Although these things may not be "discussed", they can certainly be thought about by your POV character. She is doing something highly unusual, there must be (and have been) something highly unusual about her thinking.

What was that? Is she fearless when all other women are fearful?

A woman can be fearless (in the literal sense) and still want to behave as a traditional woman in her culture. In many cultures women accepted inequality without qualm, they believed in it themselves. They accepted that husbands sleep around, but women never did.

You shouldn't make your historical figure a paragon of early Female Equality, she clearly was not. If you want to stay true to the historical account, you need to find a coherent set of beliefs and mental traits (like not feeling fear), a driving purpose that lets her become a warrior out of necessity without challenging the role of women in her society, or even her role as a woman. She just has what is to her, a compelling reason to fight, and it is not pride, and not to prove she is the equal of any man, it is for something else: to save something or someone she loves.

If you have already made your historical figure a paragon of early Female Equality, then you have already broken with the historical record. You can continue to break with it by ignoring these later passages about "after the war" and a return to being subordinate. Personally I'd prefer the other approach, that would be a more interesting character.

Resolve the psychology. In a way, what you have is a "Buffy the Vampire Slayer" challenge. Buffy (starting out) was a girly girl and wanted to be, but was also a consummate fighter in lethal combat.

Your challenge is to make a woman be a consummate soldier without saddling her with a bunch of male attributes. Fighting, killing, courage, and self-sacrifice are not the purview of only men. You need a woman that wants to be a woman in her culture, that wants to bear and raise children, that doesn't mind sharing her husband and sees a mistress as sharing the load in keeping him happy. In many such cultures the women aren't jealous because they depend on their husband's socially-enforced honor in his commitment to provide for his wife (or wives) and children; and they never expected the husband to be faithful. It isn't only China; check out the Old Testament; the male religious leaders were promiscuous as hell and never punished for it.

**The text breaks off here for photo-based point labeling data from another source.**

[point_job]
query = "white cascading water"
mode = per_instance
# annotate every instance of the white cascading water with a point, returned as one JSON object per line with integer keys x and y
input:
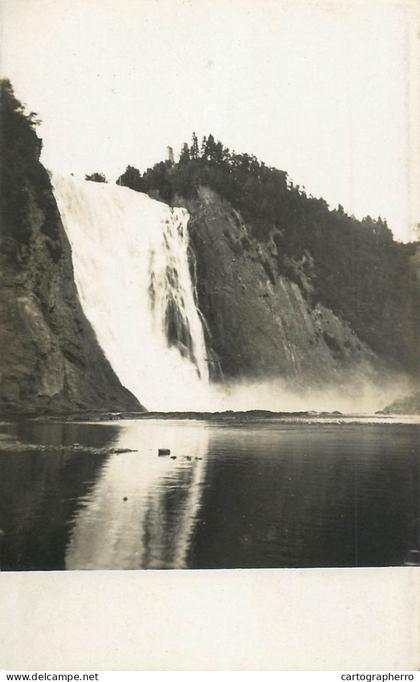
{"x": 130, "y": 259}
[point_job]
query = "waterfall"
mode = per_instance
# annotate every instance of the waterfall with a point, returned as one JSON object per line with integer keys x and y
{"x": 130, "y": 259}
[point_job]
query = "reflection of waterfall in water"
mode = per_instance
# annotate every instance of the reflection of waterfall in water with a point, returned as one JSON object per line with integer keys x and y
{"x": 130, "y": 257}
{"x": 152, "y": 528}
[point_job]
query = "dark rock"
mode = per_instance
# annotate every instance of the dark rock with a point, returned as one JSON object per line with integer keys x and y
{"x": 50, "y": 358}
{"x": 273, "y": 330}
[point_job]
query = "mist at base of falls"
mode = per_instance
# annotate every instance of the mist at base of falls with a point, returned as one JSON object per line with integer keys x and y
{"x": 131, "y": 267}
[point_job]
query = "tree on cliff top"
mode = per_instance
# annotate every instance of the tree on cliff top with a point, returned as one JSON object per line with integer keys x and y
{"x": 19, "y": 163}
{"x": 95, "y": 177}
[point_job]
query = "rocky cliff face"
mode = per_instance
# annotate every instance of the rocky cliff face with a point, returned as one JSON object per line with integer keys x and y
{"x": 260, "y": 323}
{"x": 50, "y": 359}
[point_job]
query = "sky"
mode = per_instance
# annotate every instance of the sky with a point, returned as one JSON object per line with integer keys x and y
{"x": 326, "y": 90}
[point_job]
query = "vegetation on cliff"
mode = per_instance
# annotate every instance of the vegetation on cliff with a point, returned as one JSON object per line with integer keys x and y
{"x": 50, "y": 359}
{"x": 20, "y": 169}
{"x": 354, "y": 266}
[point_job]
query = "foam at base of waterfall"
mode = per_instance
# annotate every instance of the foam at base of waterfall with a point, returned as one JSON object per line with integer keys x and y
{"x": 130, "y": 258}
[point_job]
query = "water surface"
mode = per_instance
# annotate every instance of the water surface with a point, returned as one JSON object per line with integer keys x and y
{"x": 259, "y": 494}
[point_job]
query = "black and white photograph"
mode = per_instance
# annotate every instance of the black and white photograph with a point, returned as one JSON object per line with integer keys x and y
{"x": 209, "y": 331}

But at the same time, your character needs some driving reason to become a soldier, to protect something she holds dear (a principle or actual property or persons). And the mental traits that allow her to do what no other women do; defy the traditions she loves and fight, because she thinks those traditions will be lost if she doesn't step up. But once that war is won, she can lay down her sword, and become the traditional woman she wanted to be all along.

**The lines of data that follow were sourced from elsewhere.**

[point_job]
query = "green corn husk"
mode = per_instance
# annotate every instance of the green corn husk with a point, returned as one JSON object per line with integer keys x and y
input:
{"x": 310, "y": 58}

That is the nature of the internal struggle you need to portray, in her thoughts and to show in her actions. Yes, she fights, but when she is not fighting she does not behave as a man, she behaves as a women. Buffy wants to live the cliché pretty high school girl's life. She is denied that by the necessity of being a hero and saving the world, but she never becomes a man! Your character is similar, and needs to thread the same needle.